White House Press Secretary Pierre Salinger was surprised when on October 20, 1962, President John F. Kennedy abruptly broke off a Midwest campaign swing and headed for the capital. “Something strange is happening,” Salinger said to Kennedy, probing for an explanation. “The minute you get back to Washington, you are going to find out what it is,” the president snapped.
Two days later Kennedy announced to an alarmed and wary nation that the USSR had secretly installed medium-range ballistic missiles in Cuba. This move was unacceptable, the president told his fellow citizens. He was instituting a blockade to prevent further Soviet deployments and demanding that the missiles be removed forthwith.
Fifty-nine years ago the world held its breath as the United States and the Soviet Union danced on the brink of Armageddon. Disaster was narrowly averted, but as Harvard Professor Serhii Plokhy shows in his new book “Nuclear Folly,” the dangers of that moment still persist. His story is also a warning.
Plokhy’s study of the of the events of October 1962 may be the most complete telling of this frightening tale. It is deeply researched and armed with new documents from Ukrainian KGB and Foreign Ministry archive. His book shows us not only the tense negotiations, compromises and back room deals that ultimately brought the crisis to an end, but also the blunders and miscalculations of both national leaders and lower-level players that almost produced a global disaster. Plokhy presents the story in a readable and engaging style spiced with suspense, human interest and a touch of dark humor.
Plokhy gives a splendid account of Operation Anadyr, the audacious Soviet maneuver that brought rockets, nuclear warheads and 40,000 troops to Cuba before the Americans knew what was afoot. He presents sharply-drawn sketches of the Soviet military leaders who headed the operation and skillfully follows the development and implementation of the plan itself. But he also adds a deeply human dimension by describing the experiences of the soldiers, sailors and missile-men as they crossed the Atlantic, enduring conditions that in the armed services of other countries might have led to mutiny.

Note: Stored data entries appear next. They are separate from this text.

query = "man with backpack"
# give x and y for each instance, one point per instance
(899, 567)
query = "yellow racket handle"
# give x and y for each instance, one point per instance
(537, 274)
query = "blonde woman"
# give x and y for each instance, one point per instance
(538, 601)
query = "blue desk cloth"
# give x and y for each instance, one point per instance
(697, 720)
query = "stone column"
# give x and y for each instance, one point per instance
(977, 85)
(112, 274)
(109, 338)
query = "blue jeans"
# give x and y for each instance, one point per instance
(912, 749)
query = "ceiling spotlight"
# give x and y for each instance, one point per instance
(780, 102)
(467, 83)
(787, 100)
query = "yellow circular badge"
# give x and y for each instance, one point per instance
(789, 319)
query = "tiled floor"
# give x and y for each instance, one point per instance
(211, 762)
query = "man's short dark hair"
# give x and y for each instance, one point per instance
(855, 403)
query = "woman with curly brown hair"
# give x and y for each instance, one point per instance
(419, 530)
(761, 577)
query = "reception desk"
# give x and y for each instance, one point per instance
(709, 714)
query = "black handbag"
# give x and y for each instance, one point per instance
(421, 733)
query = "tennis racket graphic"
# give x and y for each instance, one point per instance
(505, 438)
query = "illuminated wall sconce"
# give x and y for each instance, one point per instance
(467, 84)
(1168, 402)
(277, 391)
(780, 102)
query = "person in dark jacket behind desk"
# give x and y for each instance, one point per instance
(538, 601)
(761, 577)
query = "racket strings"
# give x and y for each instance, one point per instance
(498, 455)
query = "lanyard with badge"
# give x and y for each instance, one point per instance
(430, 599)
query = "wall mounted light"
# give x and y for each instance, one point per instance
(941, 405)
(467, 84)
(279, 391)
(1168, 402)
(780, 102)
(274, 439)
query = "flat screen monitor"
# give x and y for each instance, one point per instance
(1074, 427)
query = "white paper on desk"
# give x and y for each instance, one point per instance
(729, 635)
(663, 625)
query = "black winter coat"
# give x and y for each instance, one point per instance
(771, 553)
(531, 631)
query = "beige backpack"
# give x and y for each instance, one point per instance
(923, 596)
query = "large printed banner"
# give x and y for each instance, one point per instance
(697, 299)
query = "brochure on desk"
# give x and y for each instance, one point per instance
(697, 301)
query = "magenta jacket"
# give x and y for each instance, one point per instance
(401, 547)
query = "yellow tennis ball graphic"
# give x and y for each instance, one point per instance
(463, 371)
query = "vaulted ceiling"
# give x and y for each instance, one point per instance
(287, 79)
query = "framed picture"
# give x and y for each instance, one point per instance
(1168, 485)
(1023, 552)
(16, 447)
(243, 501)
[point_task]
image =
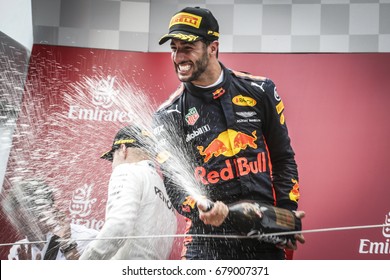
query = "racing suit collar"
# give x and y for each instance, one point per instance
(209, 94)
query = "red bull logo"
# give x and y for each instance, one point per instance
(228, 143)
(218, 92)
(242, 167)
(294, 193)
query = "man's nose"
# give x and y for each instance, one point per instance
(178, 56)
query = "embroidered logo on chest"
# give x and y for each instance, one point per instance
(192, 116)
(244, 101)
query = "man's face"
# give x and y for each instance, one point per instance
(190, 60)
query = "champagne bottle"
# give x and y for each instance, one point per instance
(254, 218)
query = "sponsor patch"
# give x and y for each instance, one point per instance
(192, 116)
(244, 101)
(186, 19)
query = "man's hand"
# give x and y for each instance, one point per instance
(24, 252)
(292, 244)
(216, 216)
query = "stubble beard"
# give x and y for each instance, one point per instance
(200, 67)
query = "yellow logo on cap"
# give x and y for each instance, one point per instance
(184, 37)
(187, 19)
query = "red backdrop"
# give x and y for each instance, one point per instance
(336, 111)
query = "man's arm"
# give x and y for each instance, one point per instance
(284, 167)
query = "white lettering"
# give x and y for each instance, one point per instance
(97, 114)
(378, 248)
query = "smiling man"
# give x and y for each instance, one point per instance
(234, 125)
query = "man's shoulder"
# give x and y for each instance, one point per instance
(172, 98)
(248, 76)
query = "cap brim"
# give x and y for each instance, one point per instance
(180, 35)
(107, 155)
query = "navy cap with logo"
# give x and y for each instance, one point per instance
(192, 24)
(131, 136)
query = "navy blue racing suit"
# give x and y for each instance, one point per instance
(237, 137)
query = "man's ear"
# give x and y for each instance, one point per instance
(123, 148)
(214, 47)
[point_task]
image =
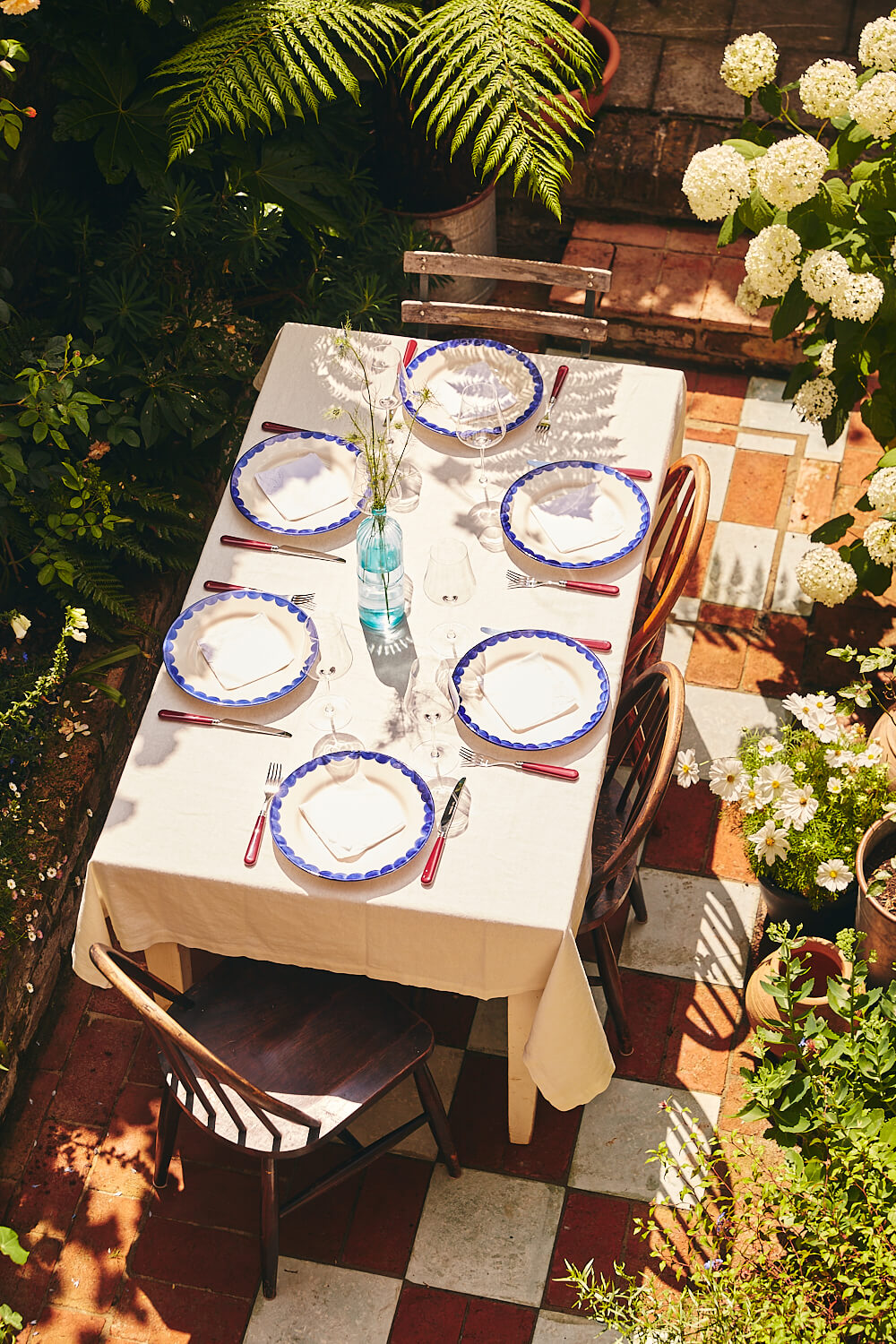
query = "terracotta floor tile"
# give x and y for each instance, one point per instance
(96, 1070)
(702, 1029)
(718, 658)
(386, 1215)
(592, 1228)
(755, 488)
(478, 1124)
(681, 830)
(93, 1260)
(218, 1261)
(160, 1314)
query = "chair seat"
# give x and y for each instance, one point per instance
(295, 1034)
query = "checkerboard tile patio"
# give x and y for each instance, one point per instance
(401, 1254)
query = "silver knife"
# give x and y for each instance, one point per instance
(209, 722)
(253, 545)
(445, 825)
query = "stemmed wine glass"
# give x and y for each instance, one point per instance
(481, 424)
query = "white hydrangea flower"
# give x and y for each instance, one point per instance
(715, 182)
(826, 88)
(880, 540)
(874, 107)
(877, 45)
(790, 172)
(860, 297)
(823, 577)
(882, 489)
(748, 64)
(772, 260)
(823, 274)
(826, 358)
(815, 400)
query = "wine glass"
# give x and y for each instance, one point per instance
(481, 424)
(449, 582)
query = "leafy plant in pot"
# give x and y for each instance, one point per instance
(805, 796)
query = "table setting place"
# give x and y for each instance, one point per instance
(351, 814)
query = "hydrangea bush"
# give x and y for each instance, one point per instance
(805, 797)
(815, 185)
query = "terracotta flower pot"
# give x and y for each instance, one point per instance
(825, 961)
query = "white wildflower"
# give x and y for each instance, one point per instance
(790, 172)
(726, 779)
(823, 274)
(833, 875)
(772, 260)
(826, 88)
(874, 107)
(860, 297)
(877, 45)
(815, 400)
(715, 182)
(770, 843)
(823, 577)
(882, 489)
(748, 64)
(880, 540)
(686, 769)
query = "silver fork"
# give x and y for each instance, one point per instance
(544, 424)
(271, 785)
(516, 580)
(556, 771)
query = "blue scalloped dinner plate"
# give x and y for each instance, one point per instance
(579, 674)
(511, 366)
(254, 504)
(298, 843)
(187, 666)
(549, 483)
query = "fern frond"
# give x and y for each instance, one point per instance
(261, 56)
(500, 72)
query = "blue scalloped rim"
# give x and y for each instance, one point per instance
(457, 676)
(506, 503)
(405, 374)
(276, 830)
(271, 527)
(168, 647)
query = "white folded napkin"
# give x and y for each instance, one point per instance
(303, 487)
(245, 650)
(578, 518)
(528, 691)
(352, 817)
(478, 383)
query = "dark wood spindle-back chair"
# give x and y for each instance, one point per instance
(279, 1061)
(681, 516)
(643, 746)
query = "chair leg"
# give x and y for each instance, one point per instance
(635, 895)
(611, 984)
(435, 1109)
(166, 1136)
(271, 1228)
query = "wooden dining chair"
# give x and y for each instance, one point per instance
(584, 328)
(279, 1061)
(643, 746)
(681, 516)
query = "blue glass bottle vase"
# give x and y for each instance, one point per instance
(381, 572)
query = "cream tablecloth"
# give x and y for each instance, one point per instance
(497, 922)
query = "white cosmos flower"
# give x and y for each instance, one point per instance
(686, 769)
(833, 875)
(770, 843)
(726, 779)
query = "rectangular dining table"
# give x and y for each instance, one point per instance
(500, 919)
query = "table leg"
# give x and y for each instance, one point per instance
(521, 1090)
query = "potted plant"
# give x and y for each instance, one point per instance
(805, 797)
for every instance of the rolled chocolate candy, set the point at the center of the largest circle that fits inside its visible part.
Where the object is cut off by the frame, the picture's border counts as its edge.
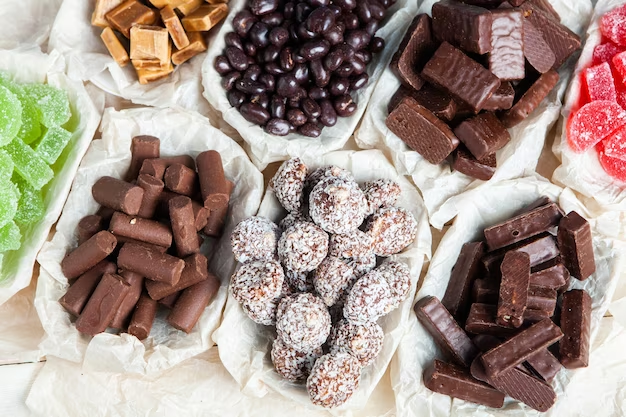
(445, 331)
(103, 304)
(196, 270)
(183, 226)
(576, 325)
(143, 317)
(150, 263)
(450, 380)
(79, 292)
(87, 255)
(191, 304)
(149, 231)
(576, 244)
(520, 347)
(118, 195)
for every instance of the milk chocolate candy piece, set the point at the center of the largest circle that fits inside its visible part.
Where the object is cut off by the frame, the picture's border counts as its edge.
(482, 134)
(463, 25)
(530, 100)
(143, 317)
(79, 292)
(456, 73)
(150, 263)
(513, 289)
(445, 331)
(184, 226)
(422, 131)
(88, 255)
(467, 267)
(450, 380)
(191, 304)
(149, 231)
(574, 237)
(142, 148)
(118, 195)
(416, 48)
(523, 226)
(576, 325)
(520, 347)
(481, 169)
(102, 305)
(194, 272)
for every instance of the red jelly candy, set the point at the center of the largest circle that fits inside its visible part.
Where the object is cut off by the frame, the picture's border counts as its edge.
(600, 84)
(594, 122)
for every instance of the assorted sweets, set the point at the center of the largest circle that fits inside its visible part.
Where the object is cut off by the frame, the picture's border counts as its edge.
(156, 35)
(317, 276)
(473, 70)
(142, 248)
(292, 66)
(498, 320)
(32, 138)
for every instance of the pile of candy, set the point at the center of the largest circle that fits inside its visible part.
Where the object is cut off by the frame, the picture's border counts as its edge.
(316, 276)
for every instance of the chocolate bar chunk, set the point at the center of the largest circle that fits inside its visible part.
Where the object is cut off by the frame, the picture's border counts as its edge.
(445, 330)
(576, 246)
(576, 325)
(422, 131)
(482, 134)
(463, 25)
(522, 227)
(462, 77)
(513, 289)
(457, 297)
(450, 380)
(520, 347)
(413, 53)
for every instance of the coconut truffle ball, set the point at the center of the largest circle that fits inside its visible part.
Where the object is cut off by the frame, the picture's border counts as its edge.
(255, 238)
(304, 322)
(334, 379)
(303, 247)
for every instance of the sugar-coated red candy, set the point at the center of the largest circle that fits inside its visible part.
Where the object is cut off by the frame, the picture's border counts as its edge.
(594, 122)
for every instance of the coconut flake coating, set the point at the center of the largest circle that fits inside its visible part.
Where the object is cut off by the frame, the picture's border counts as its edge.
(303, 322)
(331, 279)
(381, 193)
(392, 229)
(337, 206)
(354, 244)
(288, 184)
(369, 299)
(363, 341)
(255, 238)
(303, 247)
(334, 379)
(292, 364)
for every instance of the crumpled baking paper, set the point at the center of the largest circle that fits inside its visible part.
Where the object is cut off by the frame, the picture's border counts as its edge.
(483, 207)
(244, 345)
(180, 132)
(583, 172)
(519, 157)
(264, 148)
(32, 66)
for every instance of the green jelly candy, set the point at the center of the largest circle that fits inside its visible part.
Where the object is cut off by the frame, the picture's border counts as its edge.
(53, 104)
(10, 115)
(28, 164)
(52, 144)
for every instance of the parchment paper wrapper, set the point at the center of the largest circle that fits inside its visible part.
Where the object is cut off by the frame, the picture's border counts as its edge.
(264, 148)
(519, 157)
(483, 207)
(583, 172)
(180, 132)
(32, 66)
(244, 345)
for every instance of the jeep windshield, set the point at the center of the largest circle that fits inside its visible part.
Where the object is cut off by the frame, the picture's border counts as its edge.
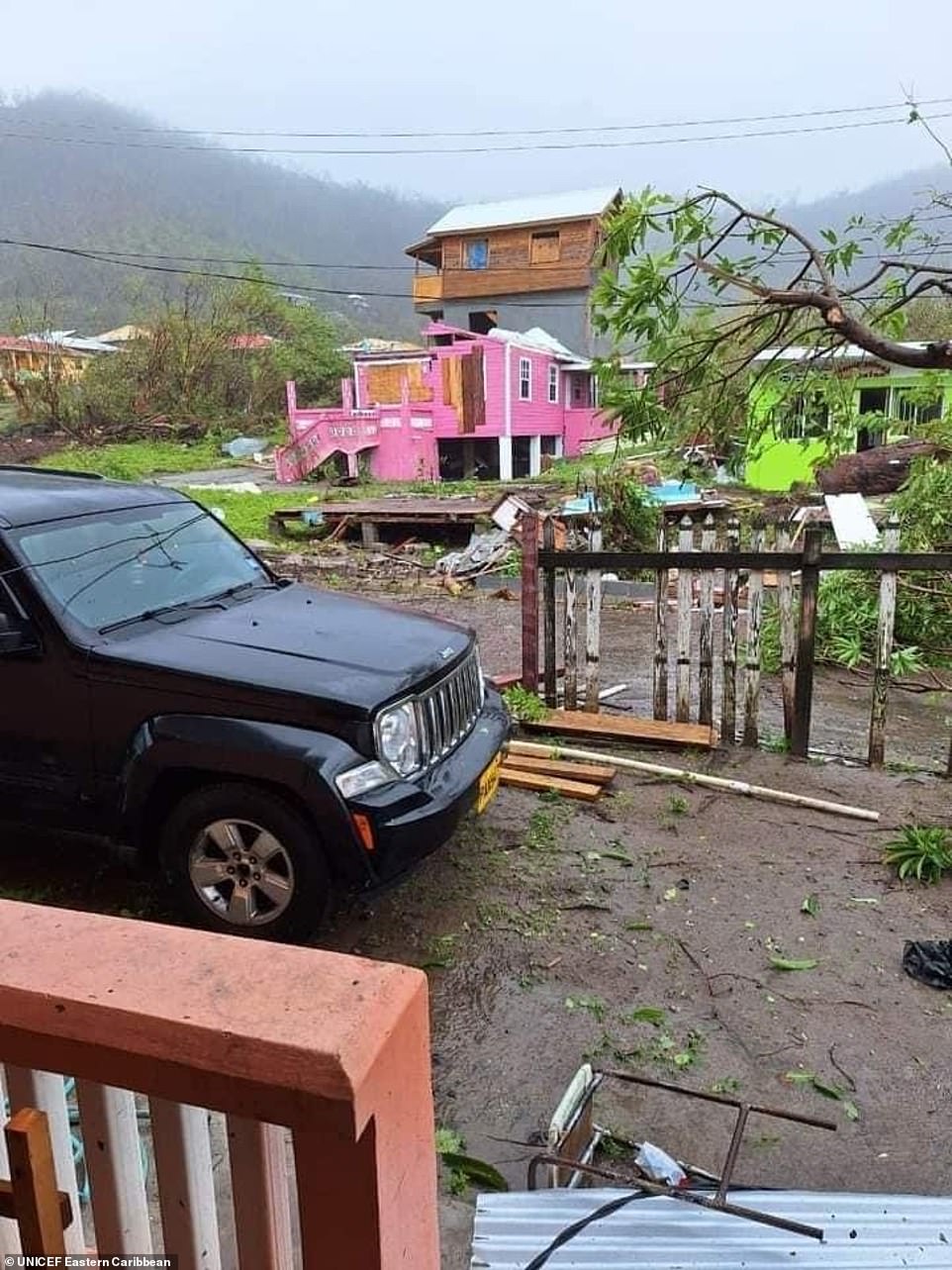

Plokhy continues to follow the fates of these warriors, trained to fight in the frozen steppe, as they fried under the tropic sun battling the attacks of insects and worms that stung their bodies and infested their food.
Throughout the book, Plokhy stresses how precarious things were as Soviet and American leaders grabbed and juggled many balls at once. While Nikita Khrushchev and Kennedy sought to extract themselves from the Cuban imbroglio, they both had to keep a weather eye cocked toward the potential flashpoint in Berlin with its implications for the power balance in Europe.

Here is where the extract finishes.